The first 3 octets in the subnet mask are 255.255.255. So following on from the above explanation all subnets will begin with


10.0.0.


then we just need to work out the subnets. Quick way to do it in your head.


256 - 192 = 64. So your networks go up in 64's ie.


10.0.0.0/26

10.0.0.64/26

10.0.0.128/26

etc...


So from your first example


10.0.0.0/20 =


10.0.0.0 255.255.240.0


256 - 240 = 16 so


10.0.0.0/20

10.0.16.0/20

10.0.32.0/20

etc...


Hope this makes sense


Jon

Correct Answer
keeleym@o2.ie Fri, 03/14/2008 - 01:36

Hi There


If you have the network 10.0.0.0/20, this means that the first 20 bits define the netowrk/subnet, leaving 12 bits for host addressing.


So for this network your subnet mask is 255.255.240.0. So the octet of the mask in which subnetting is taking place is the 3rd octet.

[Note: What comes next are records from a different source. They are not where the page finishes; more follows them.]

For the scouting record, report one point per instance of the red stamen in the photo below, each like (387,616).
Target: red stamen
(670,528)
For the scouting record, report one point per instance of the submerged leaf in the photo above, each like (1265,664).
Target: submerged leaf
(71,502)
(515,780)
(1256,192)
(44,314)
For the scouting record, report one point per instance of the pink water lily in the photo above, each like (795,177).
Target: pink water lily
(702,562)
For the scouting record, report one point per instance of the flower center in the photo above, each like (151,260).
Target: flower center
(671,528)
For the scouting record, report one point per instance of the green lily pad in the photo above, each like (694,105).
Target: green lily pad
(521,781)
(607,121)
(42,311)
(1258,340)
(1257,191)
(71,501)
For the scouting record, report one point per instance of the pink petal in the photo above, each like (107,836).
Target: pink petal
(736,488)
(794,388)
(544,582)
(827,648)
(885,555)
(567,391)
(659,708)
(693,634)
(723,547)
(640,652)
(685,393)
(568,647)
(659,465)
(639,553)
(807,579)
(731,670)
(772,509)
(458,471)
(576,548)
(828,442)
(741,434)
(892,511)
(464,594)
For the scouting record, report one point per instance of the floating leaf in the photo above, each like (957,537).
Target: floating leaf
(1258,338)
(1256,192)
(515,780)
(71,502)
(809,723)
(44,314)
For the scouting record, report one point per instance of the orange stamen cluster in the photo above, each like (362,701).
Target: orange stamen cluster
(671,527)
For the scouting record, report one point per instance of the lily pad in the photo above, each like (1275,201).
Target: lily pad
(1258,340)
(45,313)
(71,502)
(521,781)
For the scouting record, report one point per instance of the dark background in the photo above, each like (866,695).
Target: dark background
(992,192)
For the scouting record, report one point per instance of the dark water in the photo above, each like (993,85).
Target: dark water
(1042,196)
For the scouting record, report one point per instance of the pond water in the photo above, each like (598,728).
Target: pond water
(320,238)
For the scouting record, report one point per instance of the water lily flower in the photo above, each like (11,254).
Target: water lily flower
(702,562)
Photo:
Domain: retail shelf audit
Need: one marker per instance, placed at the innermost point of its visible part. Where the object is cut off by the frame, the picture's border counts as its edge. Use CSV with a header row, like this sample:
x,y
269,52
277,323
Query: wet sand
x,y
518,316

Therefore your subnet spans the range 10.0.0.0 to 10.0.15.255


If you have the entire 10.0 range, then you could have 16 subnets, each with 4094 usable IP addresses. Each subnet number would be 16 higher then the previous one (in the third octet).


e.g.


10.0.0.0 - 10.0.15.255

10.0.16.0 - 10.0.31.255

10.0.32.0 - 10.0.47.255

10.0.48.0 - 10.0.63.255

.... ....

.... ....

10.0.240.0 - 10.0.255.255


In example 2 you have a network 10.0.0.0.26. This means that the first 26 bits define the network/subnet, leaving 6 bits for host addressing.


So in this example your netmask is 255.255.255.192. So the octet in which subneting is taking place is the last octet.


Therefore in this example your subnet range is 10.0.0.0 to 10.0.0.63.


Again if you had the entire 10.0.0.x range you would have 4 subnets, each with 62 available host IP addresses. Each subnet number would be 64 higher then the previous subnet (in the last octet)


e.g.

10.0.0.0 - 10.0.0.63

10.0.0.64 - 10.0.0.127

10.0.0.128 - 10.0.0.191

10.0.0.192 - 10.0.0.255


HTH and does not cause even more confusion so close to your exam.


Best Regards,


Michael

pankaj_goyal Fri, 03/14/2008 - 03:26

Thank You both Michel and Jon for the posts. This certainly has helped me clear my long lingering doubt.


Thank You for the wishes.

keeleym@o2.ie Fri, 03/14/2008 - 04:58

Hi There


Glad that ny post helped. Thansk for the rating. Much appreciated.